Pourquoi les plateformes dites blockchain ont besoin d’une gouvernance centralisée ?
Récemment, lors de la Paris Blockchain Week, nous avons pu assister à un certain nombre de conférences sur la blockchain et les projets menés par les différents groupes. Le constat est presque le même pour tous les projets, la blockchain transforme les façons de travailler.
La Blockchain par essence nécessite l’implication de l’ensemble des acteurs.
En effet, fondamentalement, la Blockchain, plutôt la Distributed Ledger Technology dans le cas de la plupart des projets, rend accessible sur un seul réseau partagé les données à l’ensemble des acteurs. La décentralisation de l’information implique donc que les acteurs deviennent parties prenantes au projet.
La relation n’est plus uniquement client / fournisseur ou partenariat bilatéral, mais bien partenariat entre tous les acteurs, et notamment ceux qui étaient jusque là (et qui resteront) compétiteurs. On parle donc de « copétition ». Un mélange de collaboration et de compétition.
La copétition comme facteur d’accélération pour le projet.

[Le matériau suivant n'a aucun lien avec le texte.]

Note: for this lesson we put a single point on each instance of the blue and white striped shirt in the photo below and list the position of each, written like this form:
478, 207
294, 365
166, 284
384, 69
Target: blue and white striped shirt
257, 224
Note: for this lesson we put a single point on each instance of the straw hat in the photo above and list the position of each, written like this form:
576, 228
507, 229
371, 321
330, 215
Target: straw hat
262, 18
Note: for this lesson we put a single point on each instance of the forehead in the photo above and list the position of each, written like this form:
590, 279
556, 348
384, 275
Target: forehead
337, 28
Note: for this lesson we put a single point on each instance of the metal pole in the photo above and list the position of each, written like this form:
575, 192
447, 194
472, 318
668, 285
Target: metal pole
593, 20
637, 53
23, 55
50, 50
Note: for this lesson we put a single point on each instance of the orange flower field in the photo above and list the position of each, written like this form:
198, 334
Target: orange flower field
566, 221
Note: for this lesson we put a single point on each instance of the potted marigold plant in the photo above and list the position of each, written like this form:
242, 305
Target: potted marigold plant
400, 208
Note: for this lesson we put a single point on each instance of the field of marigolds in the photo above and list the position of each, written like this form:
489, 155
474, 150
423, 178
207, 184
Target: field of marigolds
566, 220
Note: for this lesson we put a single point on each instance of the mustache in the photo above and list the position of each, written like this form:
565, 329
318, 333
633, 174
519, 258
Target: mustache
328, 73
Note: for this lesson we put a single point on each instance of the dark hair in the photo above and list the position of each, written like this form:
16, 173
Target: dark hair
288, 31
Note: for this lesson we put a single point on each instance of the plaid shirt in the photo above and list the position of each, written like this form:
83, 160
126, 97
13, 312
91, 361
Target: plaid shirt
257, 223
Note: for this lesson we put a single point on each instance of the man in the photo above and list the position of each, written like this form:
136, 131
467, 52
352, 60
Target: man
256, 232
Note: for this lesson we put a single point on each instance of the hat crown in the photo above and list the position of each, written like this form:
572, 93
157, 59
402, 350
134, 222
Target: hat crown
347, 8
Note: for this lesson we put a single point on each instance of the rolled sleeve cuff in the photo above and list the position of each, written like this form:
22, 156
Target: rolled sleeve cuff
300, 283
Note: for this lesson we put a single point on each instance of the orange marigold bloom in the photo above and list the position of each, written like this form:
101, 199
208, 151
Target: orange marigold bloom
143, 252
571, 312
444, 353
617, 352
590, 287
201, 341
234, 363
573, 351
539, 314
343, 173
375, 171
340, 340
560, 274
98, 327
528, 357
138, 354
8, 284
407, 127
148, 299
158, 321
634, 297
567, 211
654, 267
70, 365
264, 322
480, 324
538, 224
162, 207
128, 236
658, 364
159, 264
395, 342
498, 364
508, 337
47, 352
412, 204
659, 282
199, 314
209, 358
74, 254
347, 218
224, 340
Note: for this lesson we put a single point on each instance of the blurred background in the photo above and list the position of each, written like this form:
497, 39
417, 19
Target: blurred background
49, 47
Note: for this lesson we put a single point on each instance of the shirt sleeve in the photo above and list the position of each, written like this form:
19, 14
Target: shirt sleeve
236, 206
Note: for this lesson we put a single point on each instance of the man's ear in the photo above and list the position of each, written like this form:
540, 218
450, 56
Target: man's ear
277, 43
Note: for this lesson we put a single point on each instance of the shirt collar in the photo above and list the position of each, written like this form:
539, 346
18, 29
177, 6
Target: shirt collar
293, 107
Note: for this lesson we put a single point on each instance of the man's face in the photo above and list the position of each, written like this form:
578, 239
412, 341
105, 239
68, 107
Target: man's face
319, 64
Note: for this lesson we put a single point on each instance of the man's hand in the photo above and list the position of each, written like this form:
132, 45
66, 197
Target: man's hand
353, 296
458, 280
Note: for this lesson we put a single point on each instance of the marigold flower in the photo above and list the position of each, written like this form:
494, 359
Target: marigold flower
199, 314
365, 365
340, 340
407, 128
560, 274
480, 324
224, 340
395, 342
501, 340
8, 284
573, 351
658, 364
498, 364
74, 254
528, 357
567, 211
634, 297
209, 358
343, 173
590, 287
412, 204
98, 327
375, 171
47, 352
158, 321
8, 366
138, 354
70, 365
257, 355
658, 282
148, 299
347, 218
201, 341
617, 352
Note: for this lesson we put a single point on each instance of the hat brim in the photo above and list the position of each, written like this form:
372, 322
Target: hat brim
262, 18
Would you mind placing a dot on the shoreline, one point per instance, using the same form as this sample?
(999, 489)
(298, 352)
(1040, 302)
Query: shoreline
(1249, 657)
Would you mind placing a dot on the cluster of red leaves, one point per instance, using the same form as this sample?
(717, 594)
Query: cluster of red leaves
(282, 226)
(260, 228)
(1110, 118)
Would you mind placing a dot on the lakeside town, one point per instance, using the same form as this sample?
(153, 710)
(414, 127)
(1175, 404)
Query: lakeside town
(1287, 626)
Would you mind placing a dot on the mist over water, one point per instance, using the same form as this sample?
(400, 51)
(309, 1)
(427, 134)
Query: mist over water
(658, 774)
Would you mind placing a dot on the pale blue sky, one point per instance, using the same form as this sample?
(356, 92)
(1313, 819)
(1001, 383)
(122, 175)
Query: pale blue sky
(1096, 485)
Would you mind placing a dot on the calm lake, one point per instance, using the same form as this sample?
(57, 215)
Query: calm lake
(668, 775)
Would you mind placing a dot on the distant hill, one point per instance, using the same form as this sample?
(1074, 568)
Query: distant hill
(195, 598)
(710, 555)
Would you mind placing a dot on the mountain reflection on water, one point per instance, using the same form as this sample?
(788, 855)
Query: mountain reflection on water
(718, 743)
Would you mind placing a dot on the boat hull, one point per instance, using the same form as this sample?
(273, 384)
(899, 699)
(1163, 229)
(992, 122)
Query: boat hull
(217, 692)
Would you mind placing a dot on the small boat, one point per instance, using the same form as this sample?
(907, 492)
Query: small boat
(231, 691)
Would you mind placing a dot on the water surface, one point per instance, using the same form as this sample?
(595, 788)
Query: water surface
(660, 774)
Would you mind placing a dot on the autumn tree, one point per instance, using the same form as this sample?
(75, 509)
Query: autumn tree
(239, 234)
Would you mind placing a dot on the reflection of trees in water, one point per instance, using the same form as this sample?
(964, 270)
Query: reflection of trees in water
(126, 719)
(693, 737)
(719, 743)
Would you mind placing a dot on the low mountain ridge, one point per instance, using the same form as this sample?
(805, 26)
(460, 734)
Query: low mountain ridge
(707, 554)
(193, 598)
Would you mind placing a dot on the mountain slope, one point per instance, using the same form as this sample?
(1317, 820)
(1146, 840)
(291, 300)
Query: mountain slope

Les entreprises utilisent depuis plusieurs années la méthode appelée Brainstorming pour faire évoluer ses process et innover. Cette méthode est efficace mais peut se voir contrainte par des limites liées à la culture de l’entreprise et une difficulté à sortir du cadre de son propre environnement.
En faisant entrer des équipes concurrentes dans le processus de création, cela permet d’avoir une vision différente et d’enrichir le produit. La majorité des projets ayant une vocation qui dépasse les frontières françaises voir de l’Europe, ceux-ci intègrent donc une dimension culturelle supplémentaire à la simple culture d’entreprise.
D’autres projets blockchain impliquent dès le départ clients et fournisseurs. Cela permet la mise en commun et les discussions sur les problématiques que le projet souhaite résoudre.
Nous nous retrouvons donc avec une équipe symbole de la diversité culturelle composée de spécialistes. Une vraie force pour le projet.
Seulement, la diversité complexifie la prise de décision.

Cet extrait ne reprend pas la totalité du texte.